The Brú na Bóinne Visitor Centre (; 'Valley of the Boyne' often, though incorrectly, rendered 'Palace of the Boyne') is the starting point for all visits to the monuments of the UNESCO World Heritage Site at Brú na Bóinne, notably the passage graves of Newgrange and Knowth. It is located eight kilometers west of Drogheda in County Meath, Ireland.

Background
The Visitor Centre is located near the village of Donore, County Meath, south of the river Boyne, whereas the monuments themselves are located on the north side of the river.

All access to the passage graves is by guided tour only and all tours begin at the visitor centre. Visitors are placed on the next available tour. Due to the small nature of the interior of the monuments, places are limited to around 700 per day at high season, which can fill up quickly - particularly during summer months. Visitors cross the river via a footbridge and are brought by shuttle bus to the monuments.

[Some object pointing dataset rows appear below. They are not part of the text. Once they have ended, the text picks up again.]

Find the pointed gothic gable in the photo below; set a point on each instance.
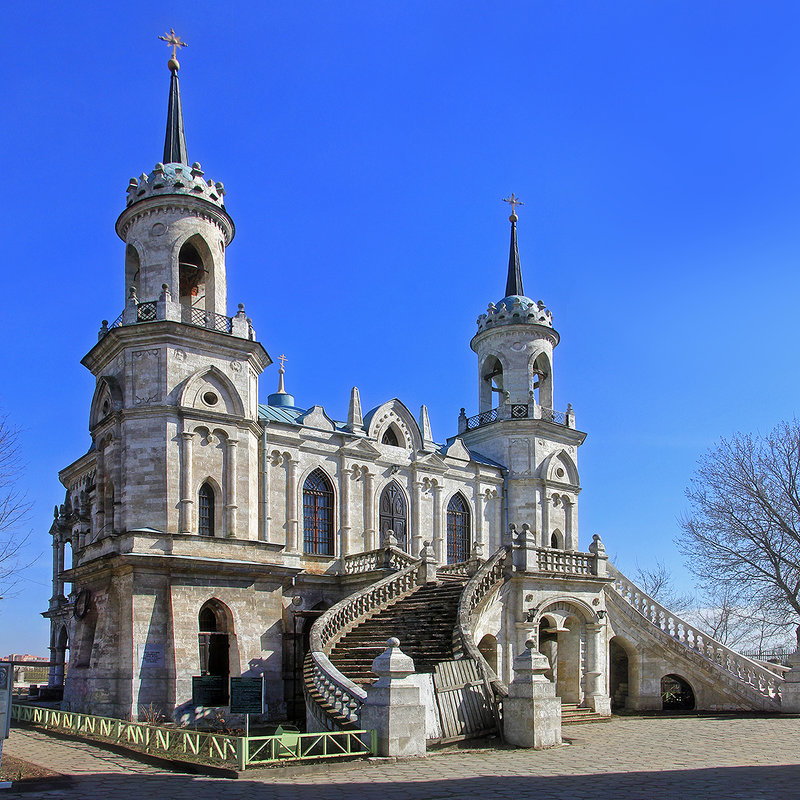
(458, 450)
(394, 414)
(107, 398)
(211, 390)
(560, 468)
(316, 417)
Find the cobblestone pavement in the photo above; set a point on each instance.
(633, 758)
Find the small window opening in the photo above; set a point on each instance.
(390, 438)
(206, 510)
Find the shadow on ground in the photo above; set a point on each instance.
(717, 783)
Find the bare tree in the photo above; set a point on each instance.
(743, 530)
(659, 584)
(14, 508)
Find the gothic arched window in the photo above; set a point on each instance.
(205, 510)
(318, 514)
(458, 529)
(394, 514)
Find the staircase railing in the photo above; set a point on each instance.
(745, 669)
(487, 578)
(383, 558)
(337, 691)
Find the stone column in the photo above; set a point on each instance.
(187, 483)
(438, 544)
(480, 501)
(369, 514)
(416, 515)
(55, 567)
(531, 712)
(393, 708)
(596, 698)
(231, 504)
(344, 510)
(266, 519)
(291, 506)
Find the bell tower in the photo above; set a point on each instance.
(517, 423)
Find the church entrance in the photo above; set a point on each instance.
(394, 514)
(214, 640)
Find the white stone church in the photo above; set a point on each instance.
(205, 534)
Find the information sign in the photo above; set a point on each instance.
(209, 690)
(247, 695)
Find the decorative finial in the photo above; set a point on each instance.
(514, 201)
(281, 371)
(174, 41)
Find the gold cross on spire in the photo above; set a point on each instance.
(514, 201)
(174, 41)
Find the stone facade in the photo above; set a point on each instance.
(206, 530)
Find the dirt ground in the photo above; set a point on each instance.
(23, 772)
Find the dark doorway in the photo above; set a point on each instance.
(214, 642)
(618, 675)
(676, 694)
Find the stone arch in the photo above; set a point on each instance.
(217, 641)
(393, 513)
(677, 694)
(560, 460)
(211, 381)
(134, 257)
(540, 379)
(194, 265)
(492, 370)
(394, 414)
(107, 399)
(459, 517)
(318, 504)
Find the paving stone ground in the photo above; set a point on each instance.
(633, 758)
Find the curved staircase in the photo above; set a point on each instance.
(423, 621)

The Visitor Centre is open all year round, with longer opening hours in the summer time. The Visitor Centre houses a large interactive exhibition on the Brú na Bóinne area, an audio-visual presentation, a wheelchair accessible replica of the interior of the passage and chamber at Newgrange. It also has a tourist office, gift shop and tea rooms. There is a large car park and a picnic area at the Visitor Centre.

A bus service runs from Drogheda to the Visitor Centre via Donore village.  The bus service varies depending on the season.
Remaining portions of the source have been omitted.